The Digital Container Shipping Association (DCSA), a neutral, non-profit group founded by major ocean carriers to digitise and standardise the container shipping industry, published a common set of processes, as well as data and interface standards for Track and Trace (T&T) on 28 January 2020.
DCSA says that the standards can be implemented by carriers, shippers and third parties to enable cross-carrier shipment tracking. This is the first of many initiatives to be put forth by DCSA to transform inefficient practices and accelerate digitalisation through a unified industry effort.
The DCSA T&T standard comprises an information model and interface standards that can be freely downloaded from the DCSA website. The data model ensures track and trace data definitions are consistent for all users, leveraging any system.
These definitions are based on the Industry Blueprint, published by DCSA and its carrier members in 2019, which established a consistent vocabulary and proposed a common set of industry processes. The T&T standards are aligned with the UN/CEFACT (United Nations Centre for Trade Facilitation and Electronic Business) standards to provide a global industry framework that preserves existing investments and streamlines communication among all supply chain participants.
For shippers, this new standard will simplify shipment visibility across multiple carriers, enabling them to better plan and optimise shipment handling activities, for carriers, it will unify T&T information sharing with other parties, ensuring accurate and efficient communication regardless of the underlying technology or platform and for the industry as a whole, the DCSA T&T standard will set a new bar for collaboration that focuses on delivering a great customer experience while improving efficiencies for all stakeholders in the supply chain, according to DCSA.
The DCSA T&T standard publication comprises a set of documents: the DCSA Information Model 1.0, T&T Data Interface 1.0, DCSA-to-UN/CEFACT Data Mapping and associated Reading Guides.
Thomas Bagge, CEO of DCSA, remarked:
“These standards will reduce complexity, cut costs and, over time, better manage end-to-end supply chains.

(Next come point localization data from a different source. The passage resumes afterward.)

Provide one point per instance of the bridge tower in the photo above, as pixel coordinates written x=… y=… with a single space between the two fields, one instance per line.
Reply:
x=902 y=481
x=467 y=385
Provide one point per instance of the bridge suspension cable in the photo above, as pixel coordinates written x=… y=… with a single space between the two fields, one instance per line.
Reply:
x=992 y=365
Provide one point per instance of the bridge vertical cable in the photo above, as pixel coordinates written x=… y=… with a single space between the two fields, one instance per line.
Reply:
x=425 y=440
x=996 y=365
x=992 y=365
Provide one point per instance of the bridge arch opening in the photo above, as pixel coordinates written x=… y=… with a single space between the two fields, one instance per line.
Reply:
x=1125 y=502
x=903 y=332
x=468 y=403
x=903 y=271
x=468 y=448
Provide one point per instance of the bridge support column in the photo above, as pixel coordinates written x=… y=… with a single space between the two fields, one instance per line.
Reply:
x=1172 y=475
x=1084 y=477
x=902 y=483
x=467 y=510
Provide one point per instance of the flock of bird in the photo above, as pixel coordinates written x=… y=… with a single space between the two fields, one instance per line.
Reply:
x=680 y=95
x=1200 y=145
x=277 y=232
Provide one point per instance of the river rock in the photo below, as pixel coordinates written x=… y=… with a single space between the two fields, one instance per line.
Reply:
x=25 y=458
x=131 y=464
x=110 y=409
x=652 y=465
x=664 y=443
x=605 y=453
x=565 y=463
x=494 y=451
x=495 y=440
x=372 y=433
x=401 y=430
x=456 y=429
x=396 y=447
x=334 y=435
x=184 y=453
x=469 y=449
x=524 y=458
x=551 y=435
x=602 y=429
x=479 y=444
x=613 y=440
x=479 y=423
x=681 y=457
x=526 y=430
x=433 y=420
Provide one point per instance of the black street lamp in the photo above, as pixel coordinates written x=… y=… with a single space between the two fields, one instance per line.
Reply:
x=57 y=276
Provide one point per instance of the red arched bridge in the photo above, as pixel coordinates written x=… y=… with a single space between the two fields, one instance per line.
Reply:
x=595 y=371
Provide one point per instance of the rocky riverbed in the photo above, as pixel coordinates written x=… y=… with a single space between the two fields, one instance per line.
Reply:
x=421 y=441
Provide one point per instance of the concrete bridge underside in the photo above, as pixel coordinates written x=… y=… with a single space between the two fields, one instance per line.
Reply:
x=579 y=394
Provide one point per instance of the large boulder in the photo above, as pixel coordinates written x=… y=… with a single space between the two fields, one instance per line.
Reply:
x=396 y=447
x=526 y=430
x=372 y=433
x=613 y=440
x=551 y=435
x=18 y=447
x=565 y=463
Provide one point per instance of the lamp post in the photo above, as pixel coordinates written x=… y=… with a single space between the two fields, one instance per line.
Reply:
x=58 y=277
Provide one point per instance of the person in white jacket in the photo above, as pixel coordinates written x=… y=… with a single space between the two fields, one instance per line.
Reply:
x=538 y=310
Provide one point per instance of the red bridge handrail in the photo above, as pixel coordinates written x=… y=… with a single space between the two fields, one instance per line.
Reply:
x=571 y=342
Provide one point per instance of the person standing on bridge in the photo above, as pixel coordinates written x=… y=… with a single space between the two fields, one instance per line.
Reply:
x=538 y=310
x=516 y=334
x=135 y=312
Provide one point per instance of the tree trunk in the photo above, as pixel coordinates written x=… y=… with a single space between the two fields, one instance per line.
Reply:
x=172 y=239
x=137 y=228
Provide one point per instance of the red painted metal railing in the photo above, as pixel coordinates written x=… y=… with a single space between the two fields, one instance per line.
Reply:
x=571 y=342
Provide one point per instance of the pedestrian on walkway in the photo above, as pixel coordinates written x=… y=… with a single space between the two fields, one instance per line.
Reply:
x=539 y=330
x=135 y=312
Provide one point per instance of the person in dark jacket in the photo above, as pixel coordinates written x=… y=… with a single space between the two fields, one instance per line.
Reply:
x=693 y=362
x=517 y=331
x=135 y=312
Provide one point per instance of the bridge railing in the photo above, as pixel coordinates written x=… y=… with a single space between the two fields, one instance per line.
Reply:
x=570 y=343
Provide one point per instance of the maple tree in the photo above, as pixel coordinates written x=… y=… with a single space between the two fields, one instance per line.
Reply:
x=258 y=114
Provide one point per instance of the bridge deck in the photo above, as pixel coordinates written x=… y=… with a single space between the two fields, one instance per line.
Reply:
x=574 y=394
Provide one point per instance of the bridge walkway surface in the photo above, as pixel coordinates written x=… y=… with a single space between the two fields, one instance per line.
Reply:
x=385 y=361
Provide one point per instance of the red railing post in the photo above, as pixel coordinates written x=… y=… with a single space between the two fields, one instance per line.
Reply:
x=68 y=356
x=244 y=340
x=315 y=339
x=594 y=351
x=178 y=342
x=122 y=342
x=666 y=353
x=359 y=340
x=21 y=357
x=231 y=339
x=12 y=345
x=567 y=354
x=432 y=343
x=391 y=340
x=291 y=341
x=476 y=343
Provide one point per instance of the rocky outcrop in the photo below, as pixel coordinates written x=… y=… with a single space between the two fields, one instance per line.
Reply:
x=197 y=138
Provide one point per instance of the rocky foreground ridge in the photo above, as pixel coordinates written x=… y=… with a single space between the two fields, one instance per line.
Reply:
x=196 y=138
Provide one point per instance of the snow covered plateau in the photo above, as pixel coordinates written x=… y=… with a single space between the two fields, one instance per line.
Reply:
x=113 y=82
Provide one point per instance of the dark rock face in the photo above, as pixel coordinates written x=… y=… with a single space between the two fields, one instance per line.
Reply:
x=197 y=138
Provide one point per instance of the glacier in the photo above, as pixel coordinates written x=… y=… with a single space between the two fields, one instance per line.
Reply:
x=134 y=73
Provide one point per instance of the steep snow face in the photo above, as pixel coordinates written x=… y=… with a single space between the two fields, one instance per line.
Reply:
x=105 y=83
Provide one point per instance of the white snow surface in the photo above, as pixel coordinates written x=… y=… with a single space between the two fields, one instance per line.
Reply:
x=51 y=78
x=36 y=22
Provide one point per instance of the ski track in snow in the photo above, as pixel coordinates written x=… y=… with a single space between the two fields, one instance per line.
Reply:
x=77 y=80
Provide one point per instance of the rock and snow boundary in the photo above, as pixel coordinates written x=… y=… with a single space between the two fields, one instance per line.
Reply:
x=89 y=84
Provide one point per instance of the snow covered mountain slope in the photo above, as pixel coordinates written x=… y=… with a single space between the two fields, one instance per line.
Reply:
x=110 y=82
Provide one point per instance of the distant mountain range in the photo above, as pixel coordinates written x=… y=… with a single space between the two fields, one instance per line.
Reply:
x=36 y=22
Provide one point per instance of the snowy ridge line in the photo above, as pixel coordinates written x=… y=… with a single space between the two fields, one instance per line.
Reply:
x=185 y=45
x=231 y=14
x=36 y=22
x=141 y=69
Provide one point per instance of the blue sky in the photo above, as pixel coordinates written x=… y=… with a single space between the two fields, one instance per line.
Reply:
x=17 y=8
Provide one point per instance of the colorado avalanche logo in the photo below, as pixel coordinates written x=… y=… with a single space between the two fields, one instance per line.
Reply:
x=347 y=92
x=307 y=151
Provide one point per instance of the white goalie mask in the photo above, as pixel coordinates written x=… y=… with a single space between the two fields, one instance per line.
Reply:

As DCSA standards are technology- and vendor-neutral, every organisation providing shipment tracking information to its customers today will benefit by adopting our T&T standard, because it will simplify data integration with carriers and improve information quality.”
Formed in April 2019, the DCSA membership includes AP Moeller-Maersk, MSC, CMA CGM, Hapag-Lloyd, Evergreen, Ocean Network Express (ONE), Hyundai Merchant Marine (HMM) and Zim.
André Simha, chairman of the DCSA supervisory board and global chief digital and information officer for MSC said:
“Current DCSA ocean carrier membership represents 70% of the global container shipping market, and all carriers are invited to join us in collaborating to develop more efficient, automated digital container shipping. This will ensure global shipping in 2020 and beyond will benefit from digitalisation and the significant value interoperability offers.”